The Mayor warned that "the numbers are going to be very, very high."

He added that the medical examiner's office will be ready "to deal with thousands and thousands of bodies if they have to."

Within an hour, the United States was on a war footing. The military was put on the highest state of alert, National Guard units were called out in Washington and New York and two aircraft carriers were dispatched to New York harbor. President Bush remained aloft in Air Force One, following a secretive route and making only brief stopovers at Air Force bases in Louisiana and Nebraska. His wife and daughters were evacuated to a secure, unidentified location. The White House, the Pentagon and the Capitol were evacuated, except for the Situation Room in the White House where Vice President Cheney remained in charge, giving the eerie impression of a national capital virtually stripped of its key institutions.

Nobody immediately claimed responsibility for the attacks. But the scale and sophistication of the operation, the extraordinary planning required for concerted hijackings by terrorists who had to be familiar with modern jetliners, and the history of major attacks on American targets in recent years led many officials and experts to point to Osama bin Laden, the Islamic militant believed to operate out of Afghanistan. Afghanistan's hard-line Taliban rulers rejected such suggestions, but officials took that as a defensive measure.

Attorney General John Ashcroft told reporters in the evening that the suspects on the first flight were armed with knives.

Senator Orrin Hatch, Republican of Utah, told reporters that the United States had some evidence that people associated with Mr. bin Laden had sent out messages "actually saying over the airwaves, private airwaves at that, that they had hit two targets."

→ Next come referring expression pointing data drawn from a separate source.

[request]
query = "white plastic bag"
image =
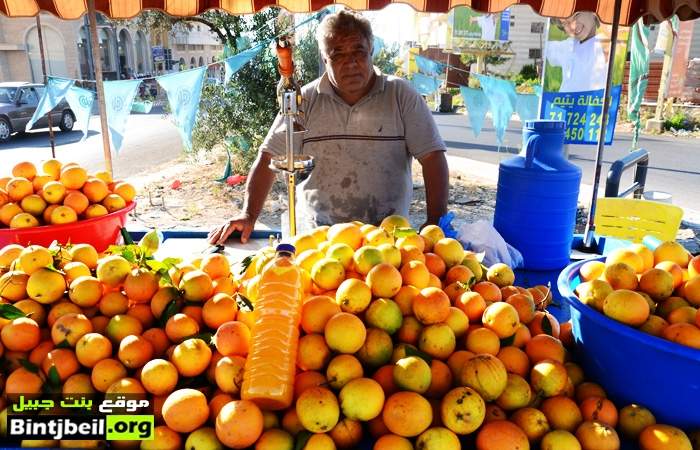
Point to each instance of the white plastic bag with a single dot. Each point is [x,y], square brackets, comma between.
[481,236]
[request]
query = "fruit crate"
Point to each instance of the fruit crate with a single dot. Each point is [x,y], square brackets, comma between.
[632,366]
[100,232]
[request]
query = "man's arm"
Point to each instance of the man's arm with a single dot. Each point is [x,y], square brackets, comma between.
[436,177]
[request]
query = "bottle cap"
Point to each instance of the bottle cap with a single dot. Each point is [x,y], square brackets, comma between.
[289,248]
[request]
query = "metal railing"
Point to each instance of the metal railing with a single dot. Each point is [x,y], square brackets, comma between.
[639,159]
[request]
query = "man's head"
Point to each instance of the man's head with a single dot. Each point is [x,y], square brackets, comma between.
[345,40]
[580,26]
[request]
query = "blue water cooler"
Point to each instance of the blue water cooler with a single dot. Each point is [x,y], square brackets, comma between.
[537,197]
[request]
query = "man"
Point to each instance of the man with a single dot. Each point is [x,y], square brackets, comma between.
[582,57]
[364,128]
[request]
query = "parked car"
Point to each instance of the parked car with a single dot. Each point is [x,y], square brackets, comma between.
[19,100]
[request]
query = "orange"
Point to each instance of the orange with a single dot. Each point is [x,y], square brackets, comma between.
[532,421]
[92,348]
[501,435]
[627,307]
[232,338]
[191,357]
[18,188]
[63,360]
[544,346]
[22,381]
[489,291]
[113,202]
[135,351]
[435,264]
[599,409]
[70,328]
[501,318]
[95,190]
[562,413]
[185,410]
[671,251]
[140,285]
[431,306]
[73,177]
[621,276]
[407,414]
[539,326]
[20,335]
[106,372]
[627,256]
[515,360]
[597,436]
[159,377]
[24,169]
[219,309]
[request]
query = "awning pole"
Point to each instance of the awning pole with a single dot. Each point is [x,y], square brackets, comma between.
[590,225]
[97,64]
[46,80]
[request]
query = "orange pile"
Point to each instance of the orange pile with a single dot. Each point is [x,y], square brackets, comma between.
[657,291]
[60,194]
[405,337]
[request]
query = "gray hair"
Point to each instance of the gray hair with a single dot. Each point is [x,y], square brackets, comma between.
[343,23]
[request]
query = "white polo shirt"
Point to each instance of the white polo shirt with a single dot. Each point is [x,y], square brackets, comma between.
[363,152]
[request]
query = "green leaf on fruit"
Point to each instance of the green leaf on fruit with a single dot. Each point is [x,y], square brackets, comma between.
[28,365]
[547,325]
[244,304]
[11,312]
[411,351]
[170,310]
[302,439]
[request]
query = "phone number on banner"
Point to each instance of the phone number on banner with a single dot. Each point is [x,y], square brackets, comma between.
[582,112]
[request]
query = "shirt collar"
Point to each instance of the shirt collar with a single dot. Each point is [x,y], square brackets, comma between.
[325,86]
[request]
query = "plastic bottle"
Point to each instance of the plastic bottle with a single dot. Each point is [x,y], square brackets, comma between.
[268,379]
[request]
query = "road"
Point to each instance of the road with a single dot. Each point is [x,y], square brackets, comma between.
[674,162]
[150,140]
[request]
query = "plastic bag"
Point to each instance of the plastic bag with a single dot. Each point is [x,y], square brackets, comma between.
[481,236]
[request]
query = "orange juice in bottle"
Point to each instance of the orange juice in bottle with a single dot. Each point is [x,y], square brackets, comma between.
[268,378]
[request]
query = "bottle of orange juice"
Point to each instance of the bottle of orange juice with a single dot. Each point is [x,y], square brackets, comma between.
[268,378]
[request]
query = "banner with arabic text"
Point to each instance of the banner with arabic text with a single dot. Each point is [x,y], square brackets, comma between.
[119,95]
[576,62]
[184,90]
[56,89]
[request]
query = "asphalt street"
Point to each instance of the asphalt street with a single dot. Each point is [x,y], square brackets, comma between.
[674,162]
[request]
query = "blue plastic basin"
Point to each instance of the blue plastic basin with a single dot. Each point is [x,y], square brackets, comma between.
[632,366]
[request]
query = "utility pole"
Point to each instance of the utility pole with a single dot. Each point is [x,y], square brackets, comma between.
[657,123]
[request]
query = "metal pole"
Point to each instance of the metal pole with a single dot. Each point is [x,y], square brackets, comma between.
[97,63]
[590,225]
[46,80]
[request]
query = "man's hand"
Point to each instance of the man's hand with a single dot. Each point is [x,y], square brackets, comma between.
[242,223]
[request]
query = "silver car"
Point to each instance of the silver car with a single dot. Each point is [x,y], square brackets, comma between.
[18,100]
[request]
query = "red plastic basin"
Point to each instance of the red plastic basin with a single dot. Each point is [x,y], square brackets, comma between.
[100,232]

In the evening, explosions were reported in Kabul, the Afghan capital. But officials at the Pentagon denied that the United States had attacked that city.

President Bush, facing his first major crisis in office, vowed that the United States would hunt down and punish those responsible for the "evil, despicable acts of terror" which, he said, took thousands of American lives. He said the United States would make no distinction between those who carried out the hijackings and those who harbored and supported them

"These acts of mass murder were intended to frighten our nation into chaos and retreat, but they have failed," a somber president told the nation in an address from the Oval Office shortly after 8:30 p.m.

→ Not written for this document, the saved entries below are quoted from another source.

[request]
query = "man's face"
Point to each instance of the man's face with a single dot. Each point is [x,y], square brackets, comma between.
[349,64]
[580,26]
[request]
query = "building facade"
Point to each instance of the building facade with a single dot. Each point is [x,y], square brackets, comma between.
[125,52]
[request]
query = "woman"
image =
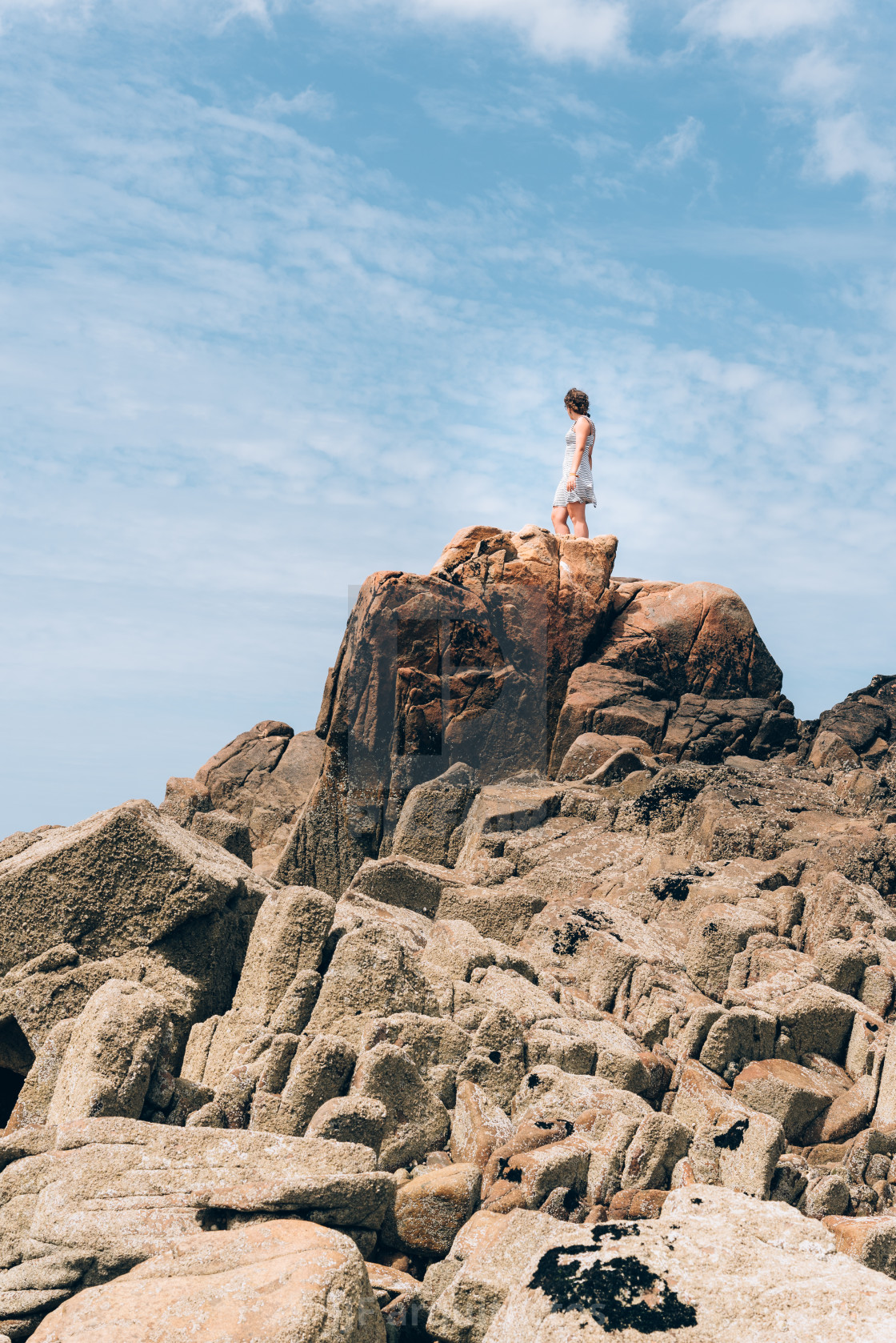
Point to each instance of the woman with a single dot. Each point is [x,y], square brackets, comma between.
[577,487]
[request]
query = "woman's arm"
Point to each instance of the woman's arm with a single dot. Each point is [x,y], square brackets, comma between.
[582,430]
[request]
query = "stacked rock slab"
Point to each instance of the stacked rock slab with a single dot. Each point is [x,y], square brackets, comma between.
[500,659]
[605,996]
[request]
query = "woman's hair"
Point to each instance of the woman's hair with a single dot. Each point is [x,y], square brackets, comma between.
[577,400]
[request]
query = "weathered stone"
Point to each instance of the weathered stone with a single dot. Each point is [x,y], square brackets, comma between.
[276,1279]
[846,1113]
[842,963]
[456,948]
[417,1121]
[136,883]
[794,1095]
[741,1034]
[732,1146]
[350,1119]
[431,1208]
[570,1053]
[465,1309]
[870,1240]
[371,974]
[112,1052]
[720,934]
[531,1176]
[222,829]
[318,1075]
[37,1091]
[478,1126]
[658,1143]
[502,913]
[551,1093]
[431,813]
[818,1020]
[607,1157]
[637,1204]
[183,800]
[116,1192]
[828,1197]
[402,881]
[262,778]
[735,1269]
[591,750]
[496,1061]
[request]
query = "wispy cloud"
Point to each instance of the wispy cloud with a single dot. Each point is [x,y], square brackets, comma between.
[761,21]
[310,102]
[844,148]
[672,150]
[594,31]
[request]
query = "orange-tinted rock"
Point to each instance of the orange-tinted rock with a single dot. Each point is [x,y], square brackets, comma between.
[630,1204]
[870,1240]
[591,750]
[468,663]
[431,1208]
[280,1279]
[791,1093]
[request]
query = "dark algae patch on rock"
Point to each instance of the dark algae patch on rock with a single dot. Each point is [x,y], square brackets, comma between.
[619,1293]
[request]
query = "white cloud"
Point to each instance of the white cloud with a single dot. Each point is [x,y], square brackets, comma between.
[761,21]
[589,30]
[674,148]
[817,78]
[846,150]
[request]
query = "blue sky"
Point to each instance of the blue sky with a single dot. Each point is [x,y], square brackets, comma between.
[290,291]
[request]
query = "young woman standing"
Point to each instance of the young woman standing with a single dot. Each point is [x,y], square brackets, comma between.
[577,487]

Earlier, landing at Barksdale, Air Force One was accompanied by fighter jets on both wings, and surrounded on the ground by Air Force personnel in full combat gear. Mr. Bush returned to Washington at 7 p.m.

The repercussions of the attack swiftly spread across the nation. Air traffic across the United States was halted at least until today and international flights were diverted to Canada. Borders with Canada and Mexico were closed. Most federal buildings across the country were shut down. Major skyscrapers and a variety of other sites, ranging from Disney theme parks to the Golden Gate Bridge and United Nations headquarters in New York, were evacuated.

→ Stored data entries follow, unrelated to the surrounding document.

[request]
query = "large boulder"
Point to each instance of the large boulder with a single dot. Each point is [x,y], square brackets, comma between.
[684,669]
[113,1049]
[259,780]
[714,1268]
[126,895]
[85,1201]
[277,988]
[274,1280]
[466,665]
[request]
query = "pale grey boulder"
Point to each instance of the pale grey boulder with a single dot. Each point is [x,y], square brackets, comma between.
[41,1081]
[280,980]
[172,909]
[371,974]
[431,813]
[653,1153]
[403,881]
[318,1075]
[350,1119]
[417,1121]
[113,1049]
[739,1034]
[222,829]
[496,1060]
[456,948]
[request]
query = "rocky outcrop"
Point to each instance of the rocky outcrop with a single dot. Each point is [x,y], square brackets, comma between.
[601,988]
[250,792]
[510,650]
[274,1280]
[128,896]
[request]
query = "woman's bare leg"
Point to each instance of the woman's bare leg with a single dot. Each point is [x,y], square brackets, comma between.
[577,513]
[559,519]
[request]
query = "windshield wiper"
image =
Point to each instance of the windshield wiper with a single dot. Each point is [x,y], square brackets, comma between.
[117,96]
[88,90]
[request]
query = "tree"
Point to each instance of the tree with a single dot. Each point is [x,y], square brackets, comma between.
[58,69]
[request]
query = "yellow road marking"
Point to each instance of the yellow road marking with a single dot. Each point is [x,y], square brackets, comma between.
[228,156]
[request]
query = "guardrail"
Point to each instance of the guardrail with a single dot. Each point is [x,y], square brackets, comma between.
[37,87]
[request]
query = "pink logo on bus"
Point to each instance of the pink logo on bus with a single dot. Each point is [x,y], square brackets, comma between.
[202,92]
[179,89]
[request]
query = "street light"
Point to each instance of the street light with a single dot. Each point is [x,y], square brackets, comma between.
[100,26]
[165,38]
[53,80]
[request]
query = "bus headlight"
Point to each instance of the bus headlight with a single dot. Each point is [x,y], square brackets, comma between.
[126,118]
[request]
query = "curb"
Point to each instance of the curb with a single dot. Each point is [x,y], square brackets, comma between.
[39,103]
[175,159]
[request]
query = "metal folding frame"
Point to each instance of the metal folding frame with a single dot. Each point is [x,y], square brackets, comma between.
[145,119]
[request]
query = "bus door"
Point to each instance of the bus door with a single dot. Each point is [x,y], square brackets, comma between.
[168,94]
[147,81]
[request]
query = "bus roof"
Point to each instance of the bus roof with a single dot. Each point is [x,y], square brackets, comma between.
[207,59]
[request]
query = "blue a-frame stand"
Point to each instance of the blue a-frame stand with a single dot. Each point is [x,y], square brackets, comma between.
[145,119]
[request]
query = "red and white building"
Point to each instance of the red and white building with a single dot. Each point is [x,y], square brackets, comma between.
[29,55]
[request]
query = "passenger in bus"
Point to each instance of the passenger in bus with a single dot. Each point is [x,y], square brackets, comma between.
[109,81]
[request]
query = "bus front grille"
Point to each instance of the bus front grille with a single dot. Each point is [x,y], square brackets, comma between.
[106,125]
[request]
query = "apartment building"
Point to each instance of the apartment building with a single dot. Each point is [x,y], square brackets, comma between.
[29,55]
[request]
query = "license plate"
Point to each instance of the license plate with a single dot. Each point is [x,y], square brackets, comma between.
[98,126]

But it was in New York that the calamity achieved levels of horror and destruction known only in war.

The largest city in the United States, the financial capital of the world, was virtually closed down. Transportation into Manhattan was halted, as was much of public transport within the city. Parts of Lower Manhattan were without power. Major stock exchanges closed. Primary elections for mayor and other city offices were cancelled. Thousands of workers, released from their offices in Lower Manhattan but with no way to get home except by foot, set off in vast streams, down the avenues and across the bridges under a beautiful, clear sky, accompanied by the unceasing serenade of sirens.

While doctors and nurses at hospitals across the city tended to hundreds of damaged people, a disquieting sense grew throughout the day at other triage centers and emergency rooms that there would, actually, be less work: the morgues were going to be busiest.